As the saying goes, demographics is destiny. I’m a big believer that demographics are extremely powerful.

Look at the people around you as they age. You start getting old. You spend less. You want less. It’s a fact. I can tell you that from personal experience! I just don’t want or need as much stuff as I did when I was younger.

Take a look at the balance sheet of countries with aging populations and you will see a country struggling to generate demand. This causes huge internal economic problems.

India on the other hand has a demographic dream. To be honest, this one statistic alone is all you need to know that India will be the economic winner of the next couple of decades.

In a world where dealing with an aging population is commonplace, India stands out. It really stands out. A couple of facts:

● More than 50% of India’s population is under the age of 25. That’s over 650 million people! And 60% of the Indian population is under the age of 35.

● About 250 million people will enter the workforce over the next 5 years. That is the equivalent of the US population.

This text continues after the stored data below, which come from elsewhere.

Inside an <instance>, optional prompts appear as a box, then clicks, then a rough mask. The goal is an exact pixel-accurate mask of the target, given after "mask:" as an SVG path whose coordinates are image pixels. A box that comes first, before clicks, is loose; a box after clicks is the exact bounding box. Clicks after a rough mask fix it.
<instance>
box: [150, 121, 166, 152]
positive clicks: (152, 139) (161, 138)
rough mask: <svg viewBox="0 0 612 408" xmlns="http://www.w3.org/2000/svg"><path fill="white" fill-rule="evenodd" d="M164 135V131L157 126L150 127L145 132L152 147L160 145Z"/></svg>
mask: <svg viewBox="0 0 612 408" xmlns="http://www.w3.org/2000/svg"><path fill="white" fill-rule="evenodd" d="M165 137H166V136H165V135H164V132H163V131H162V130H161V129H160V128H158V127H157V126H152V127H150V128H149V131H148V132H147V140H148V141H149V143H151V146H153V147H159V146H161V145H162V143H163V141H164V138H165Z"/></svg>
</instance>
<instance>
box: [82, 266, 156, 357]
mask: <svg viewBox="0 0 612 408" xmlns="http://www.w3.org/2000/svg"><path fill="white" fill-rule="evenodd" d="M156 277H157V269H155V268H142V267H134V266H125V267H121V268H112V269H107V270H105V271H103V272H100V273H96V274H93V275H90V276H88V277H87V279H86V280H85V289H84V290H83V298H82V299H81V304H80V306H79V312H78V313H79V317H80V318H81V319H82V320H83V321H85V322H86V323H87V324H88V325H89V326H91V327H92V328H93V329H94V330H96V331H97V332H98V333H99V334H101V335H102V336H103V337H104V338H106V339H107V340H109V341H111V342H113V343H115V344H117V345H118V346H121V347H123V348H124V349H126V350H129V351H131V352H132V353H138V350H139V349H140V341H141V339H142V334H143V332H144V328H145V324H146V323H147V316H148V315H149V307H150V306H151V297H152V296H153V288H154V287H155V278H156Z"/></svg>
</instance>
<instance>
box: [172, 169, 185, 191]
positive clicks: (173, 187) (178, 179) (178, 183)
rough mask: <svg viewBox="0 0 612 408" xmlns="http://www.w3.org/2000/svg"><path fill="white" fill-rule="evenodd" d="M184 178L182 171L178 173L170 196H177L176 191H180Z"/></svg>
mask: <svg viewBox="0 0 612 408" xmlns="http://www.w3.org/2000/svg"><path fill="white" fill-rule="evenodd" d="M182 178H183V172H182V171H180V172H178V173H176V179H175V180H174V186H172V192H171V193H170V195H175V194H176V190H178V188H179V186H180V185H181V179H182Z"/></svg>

● By 2020, the average age in India will be 29. This is significantly lower than its counterparts such as Japan which is expected to have an average age of 48.

With youth comes demand. With demand comes economic prosperity. This is a fact, and one that smart investors can take advantage of.

4. Language barriers are decreasing

English is the language of commerce. Many countries might not like that, but it’s a fact, and one that has not gone away.

With 125 million English speaking people, India is the second largest English speaking country in the world - second only to the United States. It is expected that this number will quadruple over the coming decade and India will become THE largest English speaking country in the world. This provides India with a significant economic advantage.

5. Latent under-investment

The economic prosperity we see in China today was only unleashed after Deng Xiaoping succeeded chairman Mao Zedong.

While Xiaoping was regarded as one of the most powerful figures in China, much of the country’s miracle economic growth was a result of China catching up to where it should have been after being repressed by the previous communist rule. This is known as latent under-investment and is common when a country’s investment in their infrastructure is less than what is required for a country of its size and population.

Japan had the same issue post World War II. Having been faced with the massive destruction of its infrastructure, Japan had a lot of ‘catching up’ to do. Yet most people tend to forget this.

I would argue that India is faced with something very similar. But it’s not war, and it’s not repressive communism it is catching up from. It is (or was) severe and repressive corruption. The dynastic political transitions, nepotism, and cronyism that cultivated grafting and undermined widespread economic investment and growth.

While corruption is beyond the scope of this blog, I would argue that as the cultural tendrils of corruption get unwound, India too will get back to ‘where it should be’. This also, like demographics, amounts to a massive unleashing of economic potential.

So there you have it. Five reasons why India, not China, is the economy to watch over the coming decades. I would take any single one of them as evidence enough. But India has all five economic tailwinds and they are blowing quite a breeze!